I knocked, and the door opened. What I could see through it was an improbable and intimidating ridge, long and steep looking. Thats 3rd class? I wondered. Shit. All you can do is try.
I assessed what was ahead of me, picked a line, turned up my music, then stepped through that door. The going on the lower portion of the ridge was great. Cruiser 3rd class with just enough exposure on either side to keep me honest. Once past the lower portion I came to the stunning "Knife Edge" that is one of the most beautiful features of the route. I looked off to either side, took a breath, then tiptoed my way along the tip of the ridge. Like a walking a tight rope, I took it slow, and steady. Once on the other side I looked back and laughed, took a photo, then proceeded upwards.
| The Knife Edge |
From the knife edge the terrain mellowed out and I cruised upwards past the orange colored sub peak and on to an exposed 5th class ridge that had an improbably placed boulder directly on top of it. Here I assessed what was ahead and decided that I would take the trail runners off and put on rock shoes. I began to feel nervous here, the exposure, the complexity of what laid ahead and the fact that I had so much to go all started to intrude my thoughts. Then as I was tying up my laces the song I was listening to ended and and new one started.
The opening guitar riff was loud in my ear and I knew the song from the first note. This sparked excitement in me. All right, I said. Here we go. I began traversing along and down the exposed ridge, one foot, one breath after the other.
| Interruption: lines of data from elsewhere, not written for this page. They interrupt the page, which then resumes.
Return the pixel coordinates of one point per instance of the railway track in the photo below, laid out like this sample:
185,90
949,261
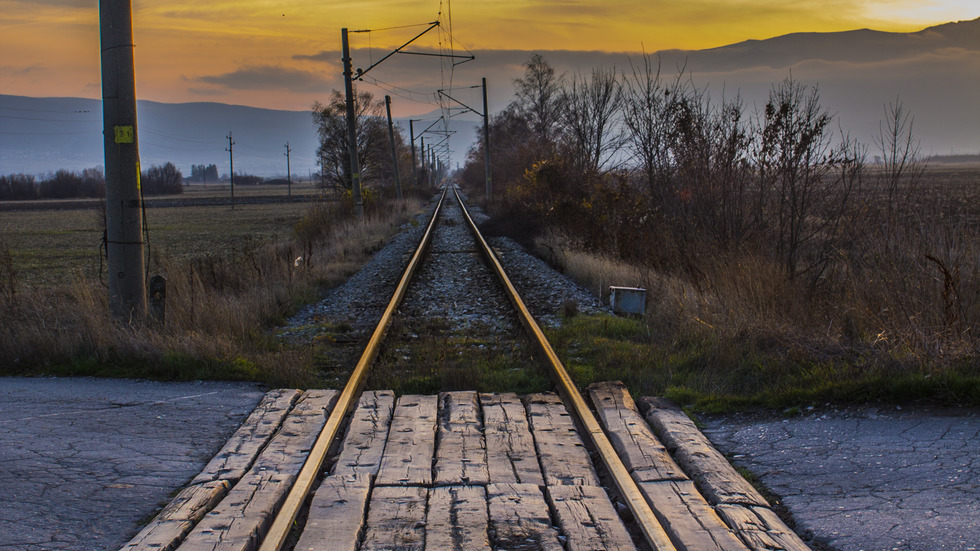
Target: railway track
507,473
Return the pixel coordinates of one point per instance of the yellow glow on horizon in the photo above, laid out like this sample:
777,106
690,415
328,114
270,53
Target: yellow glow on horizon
50,47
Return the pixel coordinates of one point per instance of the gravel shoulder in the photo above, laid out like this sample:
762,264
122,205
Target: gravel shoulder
871,478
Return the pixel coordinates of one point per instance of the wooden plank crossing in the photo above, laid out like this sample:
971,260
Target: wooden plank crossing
336,514
461,456
463,471
366,435
238,454
411,442
511,457
239,522
564,459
"I don't like no one, well, except for you. You're my only friend, you don't even like me. Your My only friend, you don't even like me." My Pal, by GOD.
These lyrics carried me down the rest of the exposed ridge and all the way to the 5.7 down climb, where I found a rap station and set up a rappel. It was short and sweet and brought me to a little alcove in the ridge where I began questing up again. Climbing up and over another little sup peak feature and and then going down again until I landed at another rappel station.
| The first rap |
This second rap brought me to the mouth of the descent gully. All morning I had been telling my self that I just needed to get to the descent gully because from there I could bail if I wanted to. So I stood there for a minute, pondering. From here was where things were going to get more exciting, more serious. All you can do is try. I told myself.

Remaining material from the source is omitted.